Microbes are thought to be involved in up to 20% of cancers, particularly with some gastrointestinal and liver carcinomas. Unlike gastric cancer, which is strongly linked to a single bacterial species (Helicobacter pylori), CRC development appears to be influenced by the composition of the microbial community, rather than a single pathogen.
Lending support to this notion is the fact that the incidence of colon cancers is around 12-fold greater than those in the colon than the small intestine, where the levels of bacteria are more than one million-fold higher. CRC was first linked to gut microbiota in 1975, when conventional rats were shown to be more prone to the development of colorectal tumors than germ-free rats. These results have since been replicated.
Evidence suggests that the composition of the gut microbiome differs between patients with colorectal cancer and healthy individuals. Modification of inflammatory processes within the host colonic mucosa by residing microorgansims may be able to influence either the development or prevention of CRC.
The following differing hypotheses have been proposed to explain how microbial dysbiosis contributes to the development of CRC:
Alpha-bug theory: a primary pathogen species (such as enterotoxigenic Bacteroidesfragilis, ETBF) is able to remodel the microbiome to activate a pro-carcinogenic environment: promoting the transformation of epithelial cells and inflammatory responses, possibly by the release of IL-17 and TH17
Driver-passenger theory: intestinal bacteria, termed “bacteria drivers”, (such as ETBF), induce epithelial DNA damage, aggravate inflammation, and produce genotoxins that lead to cell proliferation and mutations, and, eventually, to tumorigenesis. This environment allows other “passenger” bacteria to thrive (such as Fusobacterium spp) which encourages tumor progression. As the tumor progresses, constant inflammation damages the intestinal barrier, giving bacteria an entry to the tumor tissue.

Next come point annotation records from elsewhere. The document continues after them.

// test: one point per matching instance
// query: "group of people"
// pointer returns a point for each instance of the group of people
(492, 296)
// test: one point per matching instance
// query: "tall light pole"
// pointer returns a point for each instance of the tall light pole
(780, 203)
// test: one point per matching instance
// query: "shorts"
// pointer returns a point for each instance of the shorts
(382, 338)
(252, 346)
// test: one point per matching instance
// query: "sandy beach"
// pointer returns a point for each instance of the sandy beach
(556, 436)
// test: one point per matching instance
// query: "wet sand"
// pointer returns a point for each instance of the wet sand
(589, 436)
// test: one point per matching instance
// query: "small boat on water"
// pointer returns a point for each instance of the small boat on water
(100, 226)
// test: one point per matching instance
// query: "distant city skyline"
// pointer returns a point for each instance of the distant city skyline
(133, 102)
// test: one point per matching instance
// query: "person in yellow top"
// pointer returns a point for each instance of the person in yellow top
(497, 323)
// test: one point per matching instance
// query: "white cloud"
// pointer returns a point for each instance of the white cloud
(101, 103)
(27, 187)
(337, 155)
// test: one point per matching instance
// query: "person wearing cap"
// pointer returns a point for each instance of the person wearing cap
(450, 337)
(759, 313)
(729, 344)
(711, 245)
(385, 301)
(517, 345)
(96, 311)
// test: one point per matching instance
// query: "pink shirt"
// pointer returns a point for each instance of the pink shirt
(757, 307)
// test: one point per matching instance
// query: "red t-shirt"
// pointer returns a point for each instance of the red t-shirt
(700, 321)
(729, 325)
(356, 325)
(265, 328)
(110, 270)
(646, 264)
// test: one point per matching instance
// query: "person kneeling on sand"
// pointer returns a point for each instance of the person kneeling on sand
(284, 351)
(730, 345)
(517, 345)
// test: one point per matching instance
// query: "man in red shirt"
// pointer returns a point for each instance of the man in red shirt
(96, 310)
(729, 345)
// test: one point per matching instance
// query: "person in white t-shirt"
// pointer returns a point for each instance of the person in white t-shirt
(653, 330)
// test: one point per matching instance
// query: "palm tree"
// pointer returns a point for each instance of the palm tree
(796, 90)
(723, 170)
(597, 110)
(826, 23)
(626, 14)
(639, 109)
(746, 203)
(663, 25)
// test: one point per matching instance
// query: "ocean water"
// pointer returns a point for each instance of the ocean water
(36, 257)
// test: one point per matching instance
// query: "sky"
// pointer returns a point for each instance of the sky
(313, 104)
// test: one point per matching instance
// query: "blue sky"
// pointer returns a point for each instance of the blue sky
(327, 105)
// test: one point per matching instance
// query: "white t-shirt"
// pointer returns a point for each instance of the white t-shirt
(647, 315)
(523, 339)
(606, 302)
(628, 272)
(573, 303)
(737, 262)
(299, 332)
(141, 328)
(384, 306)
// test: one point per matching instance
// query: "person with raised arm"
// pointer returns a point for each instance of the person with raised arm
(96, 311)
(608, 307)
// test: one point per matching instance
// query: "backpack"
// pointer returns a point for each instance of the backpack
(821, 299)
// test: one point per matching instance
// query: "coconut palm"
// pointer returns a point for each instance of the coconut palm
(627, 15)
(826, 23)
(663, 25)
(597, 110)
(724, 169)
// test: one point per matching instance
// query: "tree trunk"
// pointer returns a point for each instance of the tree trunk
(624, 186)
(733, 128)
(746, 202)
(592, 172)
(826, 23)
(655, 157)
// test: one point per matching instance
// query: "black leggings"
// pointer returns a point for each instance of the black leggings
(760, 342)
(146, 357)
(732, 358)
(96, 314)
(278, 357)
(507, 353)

The bacteria and their metabolites continue to stimulate tumor growth, e.g. through the release of metabolites or activation of IL-17 cytokines.
It is likely that aspects of both of these processes contribute to the development of CRC.

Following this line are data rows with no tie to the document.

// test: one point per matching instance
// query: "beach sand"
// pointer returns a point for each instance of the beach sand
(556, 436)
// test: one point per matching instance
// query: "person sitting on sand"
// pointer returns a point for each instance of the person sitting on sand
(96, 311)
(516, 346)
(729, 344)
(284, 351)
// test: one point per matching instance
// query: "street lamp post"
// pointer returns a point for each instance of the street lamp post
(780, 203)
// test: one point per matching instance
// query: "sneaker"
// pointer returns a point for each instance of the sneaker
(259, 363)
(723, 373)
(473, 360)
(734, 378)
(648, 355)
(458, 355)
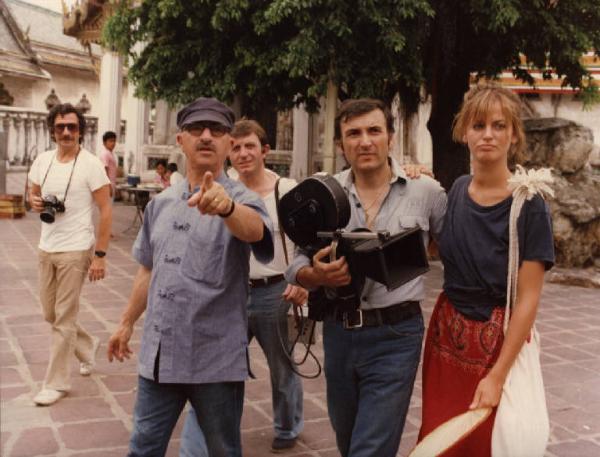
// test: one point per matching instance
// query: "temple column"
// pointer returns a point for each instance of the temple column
(300, 148)
(111, 85)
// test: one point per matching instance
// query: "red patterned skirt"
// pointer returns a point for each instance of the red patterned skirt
(458, 353)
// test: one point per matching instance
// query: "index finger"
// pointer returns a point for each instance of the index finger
(207, 181)
(195, 199)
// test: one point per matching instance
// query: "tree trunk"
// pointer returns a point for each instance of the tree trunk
(328, 142)
(448, 80)
(450, 159)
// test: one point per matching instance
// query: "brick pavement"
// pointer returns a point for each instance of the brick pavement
(95, 419)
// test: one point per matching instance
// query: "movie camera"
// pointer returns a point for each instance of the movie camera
(313, 215)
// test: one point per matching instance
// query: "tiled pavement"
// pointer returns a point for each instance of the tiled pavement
(95, 419)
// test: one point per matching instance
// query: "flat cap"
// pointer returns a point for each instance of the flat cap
(205, 109)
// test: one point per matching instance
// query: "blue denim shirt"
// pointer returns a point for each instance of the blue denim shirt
(196, 309)
(409, 203)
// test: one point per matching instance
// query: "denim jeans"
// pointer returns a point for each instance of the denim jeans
(266, 311)
(370, 373)
(158, 406)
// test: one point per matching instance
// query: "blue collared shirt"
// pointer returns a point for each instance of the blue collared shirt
(409, 203)
(196, 309)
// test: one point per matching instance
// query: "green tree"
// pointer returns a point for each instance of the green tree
(486, 37)
(284, 52)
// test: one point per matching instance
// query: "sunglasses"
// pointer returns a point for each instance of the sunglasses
(216, 129)
(71, 127)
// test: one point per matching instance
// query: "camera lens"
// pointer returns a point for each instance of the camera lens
(47, 215)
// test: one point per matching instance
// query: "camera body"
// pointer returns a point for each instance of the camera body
(52, 205)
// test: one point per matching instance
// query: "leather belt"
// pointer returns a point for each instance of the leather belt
(266, 281)
(390, 315)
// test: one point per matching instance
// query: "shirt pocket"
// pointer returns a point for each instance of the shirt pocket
(204, 263)
(408, 222)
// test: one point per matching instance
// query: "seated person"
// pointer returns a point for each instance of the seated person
(173, 175)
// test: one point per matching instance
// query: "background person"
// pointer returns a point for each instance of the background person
(466, 357)
(67, 254)
(270, 296)
(109, 159)
(370, 370)
(193, 250)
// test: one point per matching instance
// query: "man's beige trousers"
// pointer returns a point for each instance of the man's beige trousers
(61, 276)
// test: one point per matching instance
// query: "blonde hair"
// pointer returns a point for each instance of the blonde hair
(478, 102)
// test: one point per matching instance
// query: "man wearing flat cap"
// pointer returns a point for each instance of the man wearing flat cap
(193, 249)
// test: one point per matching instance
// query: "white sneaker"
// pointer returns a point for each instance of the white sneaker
(47, 397)
(85, 368)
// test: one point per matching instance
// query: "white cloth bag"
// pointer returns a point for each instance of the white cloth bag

Mouse models of altered immune and inflammatory responses indicate that microbial dysbiosis is enough to promote the development of cancer, as shown by:
In addition, retrospective human cohort studies are investigating the microbiome of healthy individuals vs. patients with CRC or adenomatous polyps, or differences in the intestinal microclimates between healthy and tumor tissue of patients.

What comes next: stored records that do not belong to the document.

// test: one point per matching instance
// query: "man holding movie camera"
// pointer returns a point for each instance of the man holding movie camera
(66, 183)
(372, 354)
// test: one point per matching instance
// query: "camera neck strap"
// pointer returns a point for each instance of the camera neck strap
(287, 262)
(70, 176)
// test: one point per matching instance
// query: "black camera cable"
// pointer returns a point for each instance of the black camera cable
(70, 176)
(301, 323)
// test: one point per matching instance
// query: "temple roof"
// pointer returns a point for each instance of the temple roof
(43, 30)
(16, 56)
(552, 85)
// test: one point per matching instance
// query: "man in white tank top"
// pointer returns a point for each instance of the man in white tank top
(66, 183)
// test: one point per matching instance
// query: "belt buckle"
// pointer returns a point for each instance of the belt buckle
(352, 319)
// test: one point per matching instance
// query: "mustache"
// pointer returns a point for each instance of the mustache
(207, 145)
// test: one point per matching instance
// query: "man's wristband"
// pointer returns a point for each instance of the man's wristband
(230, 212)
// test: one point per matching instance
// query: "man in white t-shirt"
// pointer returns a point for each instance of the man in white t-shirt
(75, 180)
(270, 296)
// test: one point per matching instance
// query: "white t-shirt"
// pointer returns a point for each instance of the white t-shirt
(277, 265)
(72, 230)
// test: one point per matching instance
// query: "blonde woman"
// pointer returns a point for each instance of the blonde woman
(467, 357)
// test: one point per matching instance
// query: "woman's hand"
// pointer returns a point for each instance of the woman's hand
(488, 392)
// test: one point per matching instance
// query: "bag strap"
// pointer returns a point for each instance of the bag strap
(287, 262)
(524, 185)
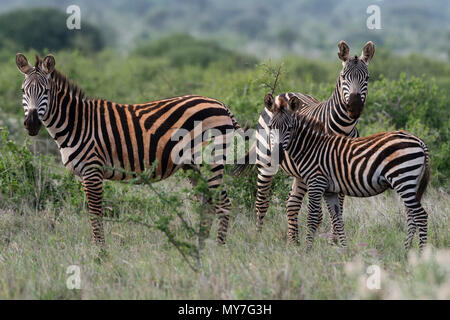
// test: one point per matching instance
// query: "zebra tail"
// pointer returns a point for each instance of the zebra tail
(426, 175)
(243, 164)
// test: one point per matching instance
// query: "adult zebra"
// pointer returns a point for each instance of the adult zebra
(339, 114)
(358, 167)
(99, 139)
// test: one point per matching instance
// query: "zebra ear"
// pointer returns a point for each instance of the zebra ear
(344, 51)
(268, 101)
(368, 52)
(23, 64)
(294, 104)
(48, 64)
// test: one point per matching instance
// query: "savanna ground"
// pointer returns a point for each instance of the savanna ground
(37, 247)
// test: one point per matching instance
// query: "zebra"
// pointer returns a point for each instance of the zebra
(100, 139)
(357, 167)
(339, 114)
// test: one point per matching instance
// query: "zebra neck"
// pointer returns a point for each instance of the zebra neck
(68, 112)
(340, 122)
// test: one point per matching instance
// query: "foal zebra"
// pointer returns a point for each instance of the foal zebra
(358, 167)
(99, 139)
(339, 114)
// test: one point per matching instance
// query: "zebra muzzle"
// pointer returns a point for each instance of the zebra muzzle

Several studies have shown colonic dysbiosis from patients with CRC by sequencing the 16s bacterial rRNA from digestive tissues or feces. Although, as yet, no defining causal species have been identified in the development of CRC, some common bacterial species have emerged. In particular, Streptococcus bovis, H. pylori, Bacteroides fragilis, Enterococcus faecalis, Clostridium septicum, Fusobacterium spp. and Escherichia coli.
These studies endeavour to define a CRC-associated microbiome. The diversity that exists within the gut microbiota supports the idea that dysbiosis could lead to a pro-carcinogenic environment. However, the exact mechanisms by which changes in microbial composition occur are not well elucidated, and it is not understood whether dysbiosis is a cause or a consequence of CRC.
Evidence is growing to indicate that the gut microbiota has a large role in the development of CRC. Several mechanisms may be involved, including disruption to inflammatory and metabolic processes and the production of genotoxins. Further understanding of the mechanisms involved will facilitate the development of methods with which to target the microbiota for the control and prevention of CRC, e.g. probiotics or fecal transplantation. Greater knowledge on the interactions between potential causative microorganisms and the host environment will require functional studies using metabolomics and RNA sequencing technologies.